Other Related National Security Disclosures Under HIPAA
| Disclosure Type | Legal Basis | Requires Authorization? | Notes |
|---|---|---|---|
| Intelligence/national security | § 164.512(k)(2) | No | Must be lawful and from authorized federal official |
| Protective services for the President | § 164.512(k)(3) | No | Covers Secret Service and others |
| Law enforcement disclosures | § 164.512(f) | No (in specific situations) | Must meet law enforcement criteria |
| Military or veterans affairs | § 164.512(k)(1) | No (with safeguards) | Only if consistent with official duty requirements |
Compliance Checklist for National Security Requests
| Task | Responsible | Frequency |
|---|---|---|
| Train staff to recognize government PHI requests | Privacy Officer | Annual |
| Verify and document identity of federal requestors | Office Manager | Per request |
| Maintain log of all national security disclosures | Compliance Team | Ongoing |
| Limit disclosures to what is requested | Medical Records | Per request |
| Secure all PHI transmissions | IT or Admin | Ongoing |
| Escalate uncertain requests to legal or OCR | Privacy Officer | As Needed |
Common Pitfalls in PHI Disclosures to Correctional Facilities
-
Too Much PHI Shared: Don’t release full records unless required.

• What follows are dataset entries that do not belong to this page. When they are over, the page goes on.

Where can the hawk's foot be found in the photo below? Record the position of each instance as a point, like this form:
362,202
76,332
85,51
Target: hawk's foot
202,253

→ Fix: Apply the Minimum Necessary Standard. Share only what’s relevant to the stated purpose. -
Psychotherapy Notes Disclosed Improperly: These require extra protection.
→ Fix: Never release psychotherapy notes without specific authorization or a valid HIPAA exception. -
Weak Identity Verification: Don’t trust unconfirmed phone calls or vague requests.
→ Fix: Verify identity and purpose before any disclosure (e.g., request official ID or do a callback). -
Poor Documentation: If you don’t log it, it’s a compliance risk.
→ Fix: Keep a detailed disclosure log: who, what, when, and why. -
Unsecure PHI Transmission: Unencrypted email puts data at risk.
→ Fix: Use secure methods like encrypted email or secure fax to send PHI.
Authoritative Sources and Guidance
Final Takeaways
National security and intelligence disclosures under HIPAA are rare but serious. As a small practice, you should be prepared—not paranoid—about how to respond:
- Know that § 164.512(k)(2) allows you to disclose PHI to authorized federal officials
- Always verify the identity and authority of the requestor
- Document every disclosure
- Only release the PHI requested—no more
- Transmit records securely and keep them confidential
With the right awareness and safeguards, your practice can cooperate with national security efforts while staying fully compliant with HIPAA’s privacy standards.